Great Gun.. I have an Elite, GF has an Optima and her father has a Wolf.. All highly accurate, easy to clean no problems so far.. 

You can on the other hand spend a couple hundred bucks more on another brand so that they can sponsor some more hunting celebrities and Tv Shows.


----------



## tv_racin_fan (Dec 5, 2011)

Those who had rust didn't clean correctly or well enough one or the other.

With a muzzleloader and anything other than blackhorn or smokeless powder you must clean after you shoot the same day at least and the sooner the better. (only a very few rifles can use smokeless powder)

Stainless wont prevent the rust from not cleaning either.


----------



## Unicoidawg (Dec 5, 2011)

mmarkey said:


> Real Men shoot Flintlocks.
> 
> You asked.



Real men could care less...... Just take what you got and shoot it well.

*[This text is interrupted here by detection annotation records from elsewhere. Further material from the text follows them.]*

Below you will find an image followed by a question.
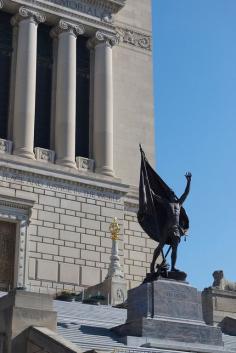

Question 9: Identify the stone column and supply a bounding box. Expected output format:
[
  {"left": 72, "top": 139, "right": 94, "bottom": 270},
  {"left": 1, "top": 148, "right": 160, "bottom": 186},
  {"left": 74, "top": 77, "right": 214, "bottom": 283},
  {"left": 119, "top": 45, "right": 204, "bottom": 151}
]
[
  {"left": 12, "top": 7, "right": 45, "bottom": 159},
  {"left": 89, "top": 31, "right": 117, "bottom": 176},
  {"left": 52, "top": 20, "right": 84, "bottom": 168}
]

You'll like your CVA, never had any problems out of mine.


----------



## hambone76 (Dec 6, 2011)

icdedturkes said:


> Great Gun.. I have an Elite, GF has an Optima and her father has a Wolf.. All highly accurate, easy to clean no problems so far..
> 
> You can on the other hand spend a couple hundred bucks more on another brand so that they can sponsor some more hunting celebrities and Tv Shows.



Yep. 
My father just bought an Optima Elite combo....
It came with a 28" fluted, .50 cal barrell and a 30/06 centerfire barrell. Stainless with camo stock... $500 new.
I have the .45 cal and .270 win combo. 
CVA's are great guns that perform flawlessly, and won't cost you an arm and a leg.


----------